New York offers the most comprehensive figures on hate crimes in the country. Reviewing that data brought the Manhattan Institute’s Heather Mac Donald to a very different conclusion than Ho’s.
“A black New Yorker is over six times as likely to commit a hate crime against an Asian as a white New Yorker, according to New York Police Department data,” she found. Moreover, in 2020, “blacks made up 50 percent of all suspects in anti-Asian attacks in New York City, even though blacks are 24 percent of the city’s population.”
“If we include black Hispanics in the black category, blacks account for 60 percent of all anti-Asian attacks in 2020,” she concludes. Contrary to Ho, whites are not the main culprits. But feelings don’t care about facts.
Ho believes that “anti-Asian racism has the same source as anti-Black racism: white supremacy.” It follows, then, that “when a Black person attacks an Asian person, the encounter is fueled perhaps by racism, but very specifically by white supremacy.” Put simply, nonwhites have no agency; they are overpowered and in thrall to white racial magic. “White supremacy does not require a white person to perpetuate it,” Ho concludes.
It’s hard to see how any amount of free argument and debate could persuade Ho and her fellow travelers to abandon this position. In the time they have produced reams of columns, pamphlets, documentaries, and books to win hearts and minds, conservatives have lost ground to the ideologues—because that is what they are.
“An ideologue—one who thinks ideologically—can’t lose,” James Burnham observed. “He can’t lose because his answer, his interpretation and his attitude have been determined in advance of the particular experience or observation.”

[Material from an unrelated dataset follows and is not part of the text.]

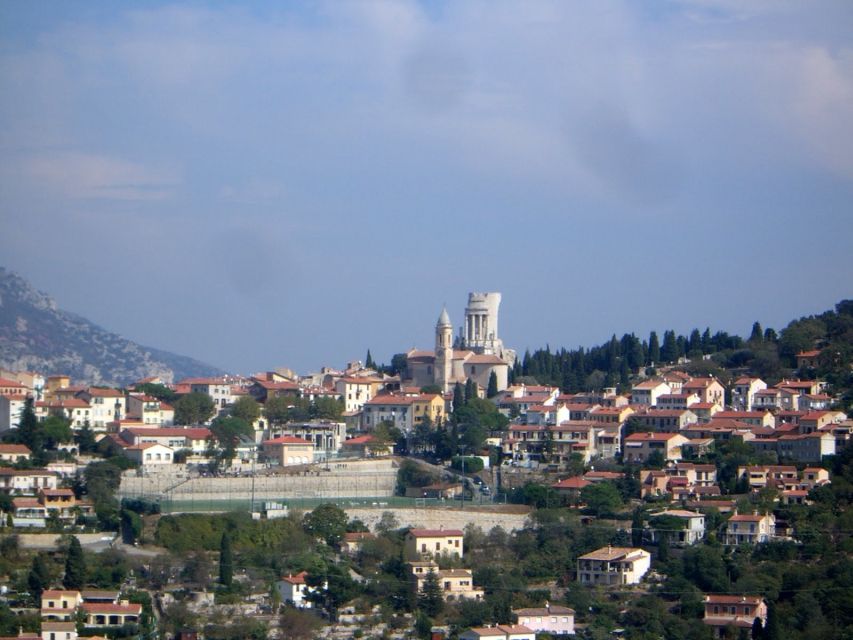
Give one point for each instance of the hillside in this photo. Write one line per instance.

Though they don’t like to think it, conservatives have their own ideologies disguised to themselves as infallible economic theorems and self-evident truths. The answers in any case, as Burnham put it, are derived from the ideology, and therefore not subject to the facts. “There is no possible argument, observation or experiment that could disprove a firm ideological belief for the very simple reason that an ideologue will not accept any argument, observation or experiment as constituting disproof,” he concluded.
There are certainly cynics who sound like ideologues. White guilt is at once masochism and onanism; it is a sign that you repent for your sins and are better than others for doing so. People like Ho, however, are dyed-in-the-wool, totalizing every disparate social problem—real and imagined—under a unified theory of white supremacy. Indeed, the French philosopher Pierre-André Taguieff likens anti-white racism to a kind of totalitarianism.
According to Taguieff, the spell of “antiwhite anti-racism” is sweeping through the West. It is now, he says, “politically and culturally acceptable political and cultural racism.” By redefining and resituating racism as a phenomenon that begins with and is exclusive to white people, it becomes impossible for whites to experience racism.
“This militant definition of racism, known as ‘structural’ or ‘systemic,’ further implies a dogmatic definition of anti-racism as the fight against white racism, and nothing else,” Taguieff says. “And if said racism is ‘systemic,’ then anti-racist action must aim at destroying the ‘system’ that produces racism by its very functioning.”
On an intuitive level, many Americans understand that reasoning with this threat is impossible. That awareness has manifested most prominently in calls and efforts to exorcise critical race theory from society, which is a good start.
Going further will require rejecting any rhetorical concessions to the narratives of white guilt or unique American evil and lawfare to protect the victims of discrimination. And wherever possible, people like Ho should be denied tenure and professorships and universities espousing anti-white racism should be defunded. Because, in truth, argument and debate have done nothing but comfort us with our losing principles as the water has risen to our necks.